Question : Developer has submitted the YARN Job, by calling submitApplication() method on Resource Manager. Please select the correct order of the below stpes after that
1. Container will be managed by Node Manager after job submission 2. Resource Manager triggers its sub-component Scheduler, which allocates containers for mapreduce job execution. 3. Resource Manager starts Application Master in the container
1. 2,3,1 2. 1,2,3 3. 2,1,3 4. 1,3,2
Correct Answer : 1
Explanation: Job Start up: The call to Job.waitForCompletion() in the main driver class is where all the execution starts. The driver is the only piece of code that runs on our local machine, and this call starts the communication with the Resource Manager. Retrieves the new Job ID or Application ID from Resource Manager. The Client Node copies Job Resources specified via the -files, -archives, and -libjars command-line arguments, as well as the job JAR file on to HDFS. Finally, Job is submitted by calling submitApplication() method on Resource Manager. Resource Manager triggers its sub-component Scheduler, which allocates containers for mapreduce job execution. Then Resource Manager starts Application Master in the container provided by the scheduler. This container will be managed by Node Manager from here on wards.
Question : Which of the following are responsbilities of the ApplicationMater
1. Before starting any task, create job's output directory for job's OutputCommitter. 2. Both map tasks and reduce tasks are created by Application Master. 3. If the submitted job is small, then Application Master runs the job in the same JVM on which Application Master is running. 4. If job doesn't qualify as Uber task, Application Master requests containers for all map tasks and reduce tasks.
1. 1,2,3 2. 2,3,4 3. 1,3,4 4. 1,2,4 5. 1,2,3,4
Correct Answer : 5
Explanation: Role of an Application Master: o Before starting any task, Job setup method is called to create job's output directory for job's OutputCommitter. o As noted above, Both map tasks and reduce tasks are created by Application Master. o If the submitted job is small, then Application Master runs the job in the same JVM on which Application Master is running. It reduces the overhead of creating new container and running tasks in parallel. These small jobs are called as Uber tasks. o Uber tasks are decided by three configuration parameters, number of mappers "less than and equal to" 10, number of reducers "less than and equal to" 1 and Input file size is less than or equal to an HDFS block size.
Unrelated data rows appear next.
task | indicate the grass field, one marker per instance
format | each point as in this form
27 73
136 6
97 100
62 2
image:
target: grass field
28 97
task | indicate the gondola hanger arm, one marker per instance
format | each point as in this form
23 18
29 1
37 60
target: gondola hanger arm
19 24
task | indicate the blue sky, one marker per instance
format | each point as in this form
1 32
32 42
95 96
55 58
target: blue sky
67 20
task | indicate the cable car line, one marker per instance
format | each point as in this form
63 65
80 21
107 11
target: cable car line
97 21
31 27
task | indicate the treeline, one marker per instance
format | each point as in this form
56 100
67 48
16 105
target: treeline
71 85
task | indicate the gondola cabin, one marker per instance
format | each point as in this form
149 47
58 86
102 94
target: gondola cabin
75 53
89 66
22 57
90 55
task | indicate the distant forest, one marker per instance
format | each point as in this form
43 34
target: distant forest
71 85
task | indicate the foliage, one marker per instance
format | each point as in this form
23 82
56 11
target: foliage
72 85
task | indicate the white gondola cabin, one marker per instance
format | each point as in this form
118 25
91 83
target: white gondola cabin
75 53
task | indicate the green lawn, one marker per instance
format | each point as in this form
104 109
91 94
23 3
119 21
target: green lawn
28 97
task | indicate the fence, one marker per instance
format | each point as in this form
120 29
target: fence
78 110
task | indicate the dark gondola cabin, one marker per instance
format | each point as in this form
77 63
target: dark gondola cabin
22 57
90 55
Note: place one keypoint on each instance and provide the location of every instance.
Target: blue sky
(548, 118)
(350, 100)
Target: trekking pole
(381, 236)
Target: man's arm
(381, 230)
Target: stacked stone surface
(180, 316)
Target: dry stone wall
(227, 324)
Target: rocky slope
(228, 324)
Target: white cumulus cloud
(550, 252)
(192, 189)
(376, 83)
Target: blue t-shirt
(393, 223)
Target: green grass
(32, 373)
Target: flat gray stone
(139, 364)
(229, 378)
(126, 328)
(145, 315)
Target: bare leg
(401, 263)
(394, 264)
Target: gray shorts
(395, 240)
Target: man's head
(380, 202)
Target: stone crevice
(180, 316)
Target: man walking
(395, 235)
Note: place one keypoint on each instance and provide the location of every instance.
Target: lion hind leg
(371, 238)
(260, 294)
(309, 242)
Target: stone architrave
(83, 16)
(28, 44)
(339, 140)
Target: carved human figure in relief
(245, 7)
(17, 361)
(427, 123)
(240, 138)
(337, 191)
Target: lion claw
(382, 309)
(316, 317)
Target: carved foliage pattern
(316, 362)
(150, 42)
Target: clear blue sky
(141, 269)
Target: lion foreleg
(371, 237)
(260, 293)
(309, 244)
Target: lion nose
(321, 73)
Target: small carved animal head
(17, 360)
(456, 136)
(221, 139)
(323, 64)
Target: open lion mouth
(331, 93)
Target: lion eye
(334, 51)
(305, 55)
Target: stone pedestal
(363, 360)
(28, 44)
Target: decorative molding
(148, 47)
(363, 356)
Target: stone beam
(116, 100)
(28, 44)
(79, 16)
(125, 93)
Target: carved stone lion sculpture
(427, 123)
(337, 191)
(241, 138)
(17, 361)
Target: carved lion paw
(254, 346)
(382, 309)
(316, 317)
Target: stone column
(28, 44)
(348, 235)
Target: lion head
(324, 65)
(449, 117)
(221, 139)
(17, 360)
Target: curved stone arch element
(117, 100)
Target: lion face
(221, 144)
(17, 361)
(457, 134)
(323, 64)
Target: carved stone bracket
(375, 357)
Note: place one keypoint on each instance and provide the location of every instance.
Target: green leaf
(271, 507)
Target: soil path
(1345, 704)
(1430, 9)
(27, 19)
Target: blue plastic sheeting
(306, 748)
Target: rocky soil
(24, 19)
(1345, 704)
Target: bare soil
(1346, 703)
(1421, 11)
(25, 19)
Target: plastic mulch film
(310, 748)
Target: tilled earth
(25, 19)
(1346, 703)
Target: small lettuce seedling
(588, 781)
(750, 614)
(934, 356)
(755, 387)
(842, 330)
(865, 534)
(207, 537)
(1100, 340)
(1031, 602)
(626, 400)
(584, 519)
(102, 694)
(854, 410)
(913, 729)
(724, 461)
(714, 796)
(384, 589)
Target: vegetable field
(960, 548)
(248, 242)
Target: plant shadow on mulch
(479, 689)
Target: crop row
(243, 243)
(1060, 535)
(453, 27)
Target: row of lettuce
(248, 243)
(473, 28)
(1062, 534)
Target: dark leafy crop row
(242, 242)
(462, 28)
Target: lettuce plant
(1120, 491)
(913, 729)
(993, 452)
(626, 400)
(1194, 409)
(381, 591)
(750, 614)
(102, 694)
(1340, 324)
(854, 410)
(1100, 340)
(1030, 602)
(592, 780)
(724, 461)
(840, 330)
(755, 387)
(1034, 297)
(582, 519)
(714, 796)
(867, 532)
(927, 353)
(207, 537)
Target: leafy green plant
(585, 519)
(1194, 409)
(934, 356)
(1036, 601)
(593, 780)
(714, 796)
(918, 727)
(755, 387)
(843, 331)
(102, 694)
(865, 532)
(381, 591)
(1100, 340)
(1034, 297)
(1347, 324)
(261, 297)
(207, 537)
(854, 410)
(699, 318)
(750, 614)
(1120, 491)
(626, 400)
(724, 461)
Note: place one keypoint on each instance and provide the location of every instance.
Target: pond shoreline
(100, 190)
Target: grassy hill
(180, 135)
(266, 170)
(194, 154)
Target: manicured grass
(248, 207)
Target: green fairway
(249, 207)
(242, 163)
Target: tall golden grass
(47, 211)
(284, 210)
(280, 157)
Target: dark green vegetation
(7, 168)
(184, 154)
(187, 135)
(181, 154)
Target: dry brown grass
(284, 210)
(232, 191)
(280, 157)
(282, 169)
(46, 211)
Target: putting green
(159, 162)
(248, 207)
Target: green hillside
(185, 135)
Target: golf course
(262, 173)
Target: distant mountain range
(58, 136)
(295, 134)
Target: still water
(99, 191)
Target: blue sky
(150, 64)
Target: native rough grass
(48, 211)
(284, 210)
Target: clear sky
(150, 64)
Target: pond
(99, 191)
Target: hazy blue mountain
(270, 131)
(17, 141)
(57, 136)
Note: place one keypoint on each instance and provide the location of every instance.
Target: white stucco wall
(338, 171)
These parameters can be configured via mapreduce.job.ubertask.maxmaps , mapreduce.job.ubertask.maxreduces , and mapreduce.job.ubertask.maxbytes properties in mapred-site.xml. o If job doesn't qualify as Uber task, Application Master requests containers for all map tasks and reduce tasks.
Question : Which of the following are the steps followed as part of TaskExecution
1. Once Containers assigned to tasks, Application Master starts containers by notifying its Node Manager. 2. Application Master copies Job resources (like job JAR file) from HDFS distributed cache and runs map or reduce tasks. 3. Node Manager copies Job resources (like job JAR file) from HDFS distributed cache and runs map or reduce tasks. 4. Running Tasks, keep reporting about the progress and status (Including counters) of current task to Application Master and Application Master collects this progress information from all tasks and aggregate values are propagated to Client Node or user.
1. 1,2,3 2. 2,3,4 3. 3,4,1 4. 1,3,4 5. 1,2,3,4
Correct Answer : 4
Explanation: Task Execution: Once Containers assigned to tasks, Application Master starts containers by notifying its Node Manager. Node Manager copies Job resources (like job JAR file) from HDFS distributed cache and runs map or reduce tasks. Running Tasks, keep reporting about the progress and status (Including counters) of current task to Application Master and Application Master collects this progress information from all tasks and aggregate values are propagated to Client Node or user.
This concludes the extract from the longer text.